Avrupa Konseyi Yerel ve Bölgesel Yönetimler Kongresi Genel Sekreteri Mathieu Mori’nin açılış konuşmasında “Bu tarz istişare ve katkı süreçlerinin demokrasinin korunarak güçlendirilmesine değerli katkılar vereceğinin” altını çizdi. Hazırlanacak çalıştay raporu elde edilen tespit ve önerileri ortaya koyacak, sonrasında ise Avrupa Konseyi, üye ülkeler ve Türkiye kamuoyu ile paylaşılacak.

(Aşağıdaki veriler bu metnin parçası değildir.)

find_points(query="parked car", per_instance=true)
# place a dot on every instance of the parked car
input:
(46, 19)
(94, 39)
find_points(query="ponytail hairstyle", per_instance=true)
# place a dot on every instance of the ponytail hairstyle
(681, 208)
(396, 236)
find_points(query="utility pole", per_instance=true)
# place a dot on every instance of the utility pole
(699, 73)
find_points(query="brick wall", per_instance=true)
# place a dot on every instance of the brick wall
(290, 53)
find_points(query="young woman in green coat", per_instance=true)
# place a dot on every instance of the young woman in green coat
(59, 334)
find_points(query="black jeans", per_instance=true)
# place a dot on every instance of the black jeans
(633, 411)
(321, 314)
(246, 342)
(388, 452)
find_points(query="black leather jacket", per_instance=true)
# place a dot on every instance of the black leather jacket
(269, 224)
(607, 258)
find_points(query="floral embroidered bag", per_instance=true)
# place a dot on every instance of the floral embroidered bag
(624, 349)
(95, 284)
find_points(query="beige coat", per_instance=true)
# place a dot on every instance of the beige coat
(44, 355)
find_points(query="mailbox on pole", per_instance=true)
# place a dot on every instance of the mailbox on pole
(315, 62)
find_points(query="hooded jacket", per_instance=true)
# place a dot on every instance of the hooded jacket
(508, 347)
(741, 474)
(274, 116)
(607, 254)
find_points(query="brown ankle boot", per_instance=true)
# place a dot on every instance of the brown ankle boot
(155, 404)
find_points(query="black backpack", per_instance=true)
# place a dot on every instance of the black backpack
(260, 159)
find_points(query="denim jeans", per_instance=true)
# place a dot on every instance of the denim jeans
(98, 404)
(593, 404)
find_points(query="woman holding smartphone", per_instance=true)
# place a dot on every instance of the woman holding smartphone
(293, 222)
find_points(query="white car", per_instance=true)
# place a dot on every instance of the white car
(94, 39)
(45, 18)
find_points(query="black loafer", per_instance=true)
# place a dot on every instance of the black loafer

Esas değerli olan ise Avrupa’dan başlayan demokrasiyi koruma ve yenileyerek canlandırma çabalarının kısa sürede Ankara’ya yansımasıdır. Özellikle, gündelik hayata en yakın olan kamu kurumları olan belediyelerin Avrupa Konseyi’nin ortaya koyduğu ortak vizyon ve stratejinin yerel bağlamda daha dayanıklı ve güçlü bir demokrasinin zemin bulmasında kritik rol oynayacaktır. Daha demokratik bir geleceğin yerelden beslenmesi ve sürdürülebilir kılınması daha olası olacaktır. Çünkü, demokrasi bir sistem veya kurallar bütününden çok ortak yaşam kültürü ve yaşayış biçimidir. Siyasetin daima yerel olduğu gerçeğini anımsarsak, demokratik enerji ve çabaların yerel düzeyde ve gündelik hayat içerisinde korunması, yenilerek canlanması ve güçlendirilmesi önemli bir umut kaynağı olacaktır.